Though they can see the issue right before their eyes, it seems that evangelicals, so dedicated to an ecclesiocentric vision for culture, have become blind to any external dynamics in this equation. My thesis, that the formulation of “Christian culture” in a society is not a task exclusively reserved to the church, is not a call for secularism, nor does it denigrate the church’s role in the community. The future is not a zero-sum game. Instead, what I am saying is that we are so quick to diagnose the symptoms of a spiritual disease that we miss the underlying diagnosis in reality. Our civilization is battling an anticulture—a hatred of our natural community and the erasure of customs and traditions that define our people—and evangelicals continue to run around, trying to solve the right problem with the wrong medicine. They prescribe more and more “values,” hoping that the garden will simply cultivate itself.

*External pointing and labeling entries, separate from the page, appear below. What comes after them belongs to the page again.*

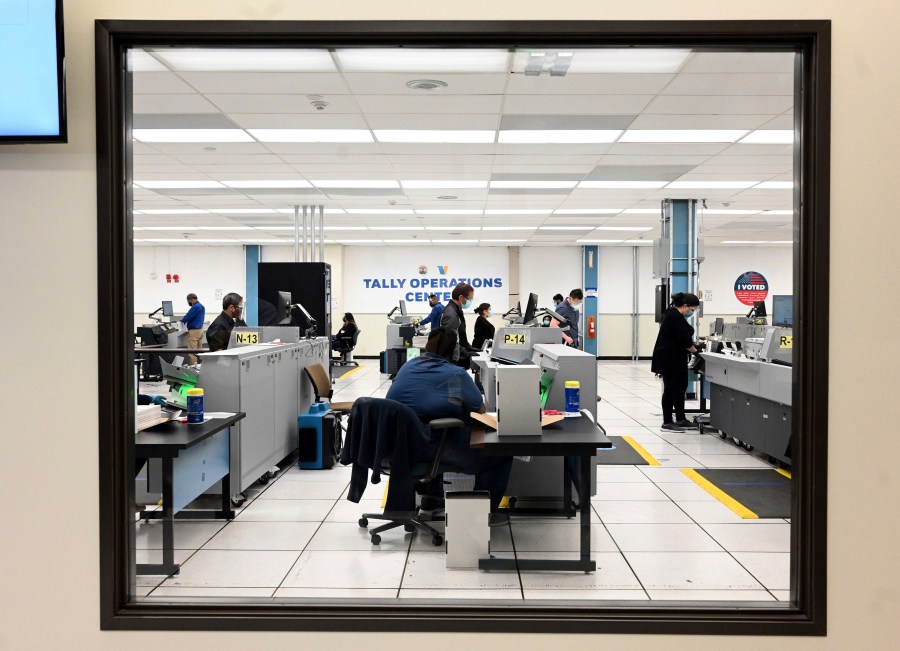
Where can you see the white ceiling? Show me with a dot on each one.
(487, 92)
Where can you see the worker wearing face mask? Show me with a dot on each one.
(670, 357)
(453, 320)
(569, 309)
(484, 329)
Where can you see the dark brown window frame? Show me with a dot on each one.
(806, 612)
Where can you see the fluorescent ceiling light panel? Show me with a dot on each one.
(161, 185)
(171, 211)
(769, 137)
(533, 184)
(449, 212)
(561, 136)
(774, 185)
(191, 135)
(682, 135)
(622, 185)
(435, 136)
(518, 212)
(167, 228)
(296, 183)
(379, 211)
(440, 185)
(350, 183)
(248, 60)
(422, 60)
(587, 211)
(565, 228)
(710, 185)
(312, 135)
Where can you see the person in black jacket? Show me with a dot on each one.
(219, 331)
(484, 329)
(670, 357)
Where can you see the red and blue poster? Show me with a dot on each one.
(751, 286)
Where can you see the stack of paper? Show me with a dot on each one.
(147, 416)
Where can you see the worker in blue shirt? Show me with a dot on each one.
(435, 387)
(434, 318)
(193, 320)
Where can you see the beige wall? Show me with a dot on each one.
(48, 449)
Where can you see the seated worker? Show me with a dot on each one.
(434, 317)
(484, 329)
(434, 387)
(219, 331)
(348, 329)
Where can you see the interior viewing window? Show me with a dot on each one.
(278, 193)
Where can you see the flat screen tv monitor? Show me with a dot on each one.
(283, 308)
(783, 311)
(530, 309)
(32, 72)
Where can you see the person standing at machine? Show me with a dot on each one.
(219, 331)
(434, 317)
(670, 356)
(453, 320)
(193, 321)
(568, 309)
(484, 329)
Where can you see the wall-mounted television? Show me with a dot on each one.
(32, 72)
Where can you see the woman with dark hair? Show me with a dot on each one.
(341, 341)
(484, 329)
(670, 358)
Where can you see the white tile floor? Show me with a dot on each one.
(655, 535)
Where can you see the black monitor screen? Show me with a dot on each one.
(783, 311)
(283, 308)
(530, 309)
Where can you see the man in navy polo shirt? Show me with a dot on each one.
(434, 387)
(193, 320)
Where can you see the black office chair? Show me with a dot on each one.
(422, 472)
(346, 357)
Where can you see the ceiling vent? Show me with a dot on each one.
(426, 84)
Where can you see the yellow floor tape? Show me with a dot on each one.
(649, 458)
(720, 495)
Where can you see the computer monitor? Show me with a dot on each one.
(783, 311)
(283, 308)
(530, 309)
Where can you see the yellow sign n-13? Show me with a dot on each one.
(246, 338)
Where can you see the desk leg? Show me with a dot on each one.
(585, 503)
(168, 566)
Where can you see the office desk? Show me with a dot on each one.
(570, 437)
(194, 458)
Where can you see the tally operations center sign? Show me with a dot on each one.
(751, 286)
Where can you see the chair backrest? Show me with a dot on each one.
(319, 378)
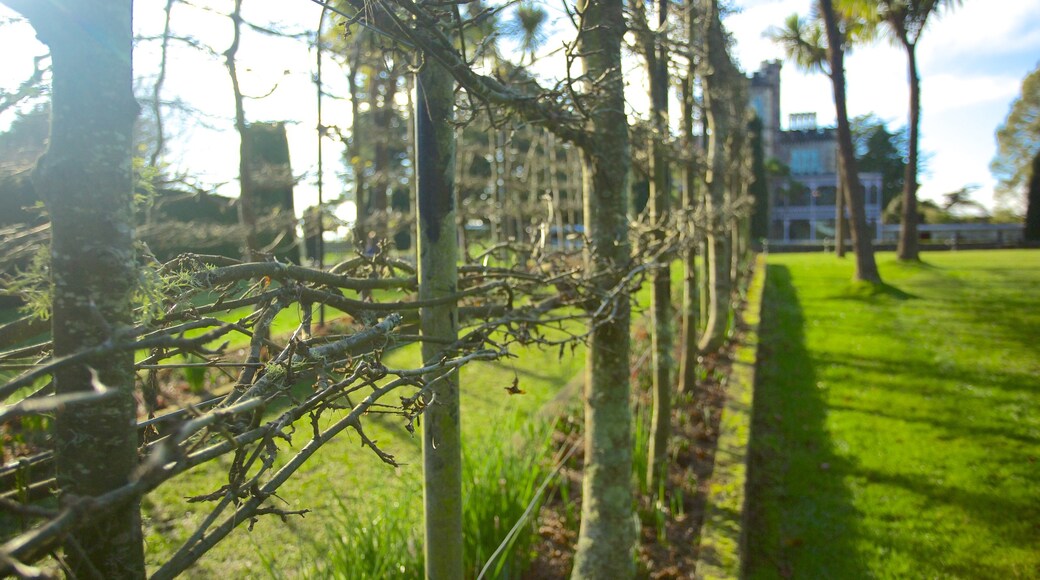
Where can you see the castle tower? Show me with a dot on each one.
(765, 100)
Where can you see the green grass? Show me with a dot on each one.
(351, 491)
(897, 428)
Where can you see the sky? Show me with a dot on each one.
(971, 62)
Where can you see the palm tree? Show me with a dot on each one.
(820, 44)
(528, 28)
(904, 20)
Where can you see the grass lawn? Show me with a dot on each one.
(897, 433)
(349, 490)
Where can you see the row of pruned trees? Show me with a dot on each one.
(108, 302)
(821, 43)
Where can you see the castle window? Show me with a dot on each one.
(805, 161)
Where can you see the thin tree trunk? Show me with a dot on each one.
(691, 294)
(1031, 232)
(557, 210)
(839, 221)
(660, 302)
(160, 79)
(438, 277)
(247, 203)
(355, 152)
(866, 267)
(606, 541)
(719, 245)
(907, 247)
(85, 180)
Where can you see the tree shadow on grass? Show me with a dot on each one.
(801, 520)
(872, 291)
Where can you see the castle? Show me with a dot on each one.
(802, 203)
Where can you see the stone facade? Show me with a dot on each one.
(802, 203)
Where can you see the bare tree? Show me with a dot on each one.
(85, 180)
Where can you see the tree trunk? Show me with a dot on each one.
(839, 221)
(718, 238)
(247, 205)
(438, 277)
(85, 179)
(907, 248)
(1032, 232)
(691, 294)
(355, 153)
(606, 541)
(866, 267)
(660, 300)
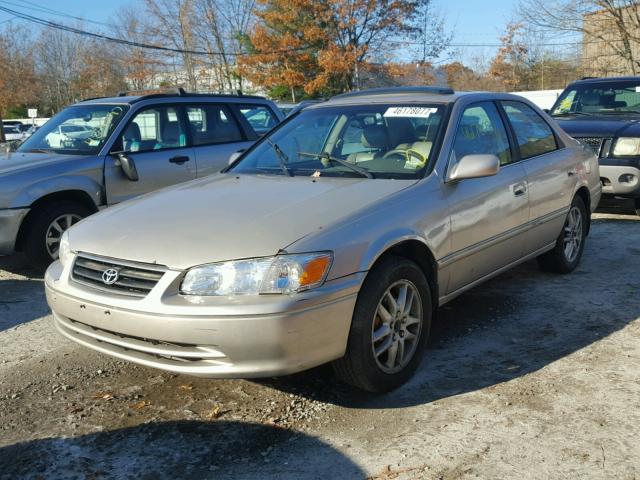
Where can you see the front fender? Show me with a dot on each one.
(35, 191)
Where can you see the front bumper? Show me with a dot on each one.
(10, 221)
(216, 340)
(620, 180)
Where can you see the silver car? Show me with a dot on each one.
(102, 151)
(333, 239)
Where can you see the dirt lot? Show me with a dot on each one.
(531, 375)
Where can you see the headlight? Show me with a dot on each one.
(282, 274)
(64, 250)
(627, 147)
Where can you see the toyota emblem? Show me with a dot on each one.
(110, 276)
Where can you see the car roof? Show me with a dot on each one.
(438, 95)
(588, 80)
(183, 97)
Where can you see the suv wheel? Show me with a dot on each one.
(565, 256)
(390, 326)
(45, 230)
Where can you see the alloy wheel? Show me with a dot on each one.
(55, 231)
(397, 326)
(572, 234)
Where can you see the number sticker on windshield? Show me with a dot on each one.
(412, 112)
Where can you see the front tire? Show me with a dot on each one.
(565, 256)
(46, 227)
(390, 327)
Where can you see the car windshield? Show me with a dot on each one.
(594, 98)
(373, 141)
(78, 130)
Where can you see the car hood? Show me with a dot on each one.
(225, 217)
(601, 126)
(16, 161)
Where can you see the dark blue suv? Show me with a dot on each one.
(604, 115)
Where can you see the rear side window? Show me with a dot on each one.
(155, 128)
(481, 131)
(212, 124)
(260, 117)
(534, 135)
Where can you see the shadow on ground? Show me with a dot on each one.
(179, 449)
(508, 327)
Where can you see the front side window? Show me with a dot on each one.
(533, 134)
(77, 130)
(261, 118)
(378, 141)
(480, 132)
(212, 124)
(154, 128)
(611, 97)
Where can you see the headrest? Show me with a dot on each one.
(132, 133)
(375, 136)
(590, 99)
(401, 130)
(171, 132)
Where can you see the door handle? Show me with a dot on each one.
(519, 189)
(179, 160)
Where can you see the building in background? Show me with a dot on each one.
(610, 42)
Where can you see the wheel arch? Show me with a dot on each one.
(585, 195)
(77, 196)
(417, 251)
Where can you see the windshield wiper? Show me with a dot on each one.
(325, 156)
(282, 157)
(37, 150)
(566, 114)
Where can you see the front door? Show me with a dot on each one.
(489, 214)
(156, 140)
(550, 173)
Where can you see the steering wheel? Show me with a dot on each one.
(411, 157)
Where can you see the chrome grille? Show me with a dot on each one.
(132, 279)
(594, 143)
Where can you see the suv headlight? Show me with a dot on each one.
(282, 274)
(627, 147)
(64, 250)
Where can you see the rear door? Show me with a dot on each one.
(550, 172)
(156, 140)
(489, 214)
(215, 135)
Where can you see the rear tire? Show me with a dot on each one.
(386, 345)
(45, 228)
(565, 256)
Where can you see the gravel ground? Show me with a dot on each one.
(530, 375)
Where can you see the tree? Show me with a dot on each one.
(507, 66)
(322, 47)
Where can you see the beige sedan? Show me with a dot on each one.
(333, 239)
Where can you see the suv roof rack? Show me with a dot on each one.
(392, 90)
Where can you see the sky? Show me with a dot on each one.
(474, 21)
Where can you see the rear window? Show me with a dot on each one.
(533, 134)
(611, 97)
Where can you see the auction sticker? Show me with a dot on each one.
(413, 112)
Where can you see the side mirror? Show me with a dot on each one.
(475, 166)
(128, 167)
(235, 155)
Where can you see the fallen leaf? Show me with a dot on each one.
(102, 396)
(214, 413)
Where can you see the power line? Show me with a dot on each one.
(78, 31)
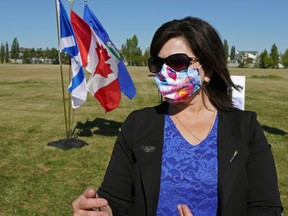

In some cases, the church has even managed to become part of the problem. We lament the divisions and disunity in our culture, then “Christianize” the multiethnic anticulture that razes our heritage. We universalize our local churches, hoping to recapture the religious glue that once held us together, yet acting in ways that alienate the very blood and soil from which it grows. We avoid culture wars to protect our witness, then watch in apathy as the local essence of our church is stripped away before our eyes. Like the transgressive eras of the Roman Catholic Church, evangelicals have managed to pit Christ against culture, even as they place him in the center.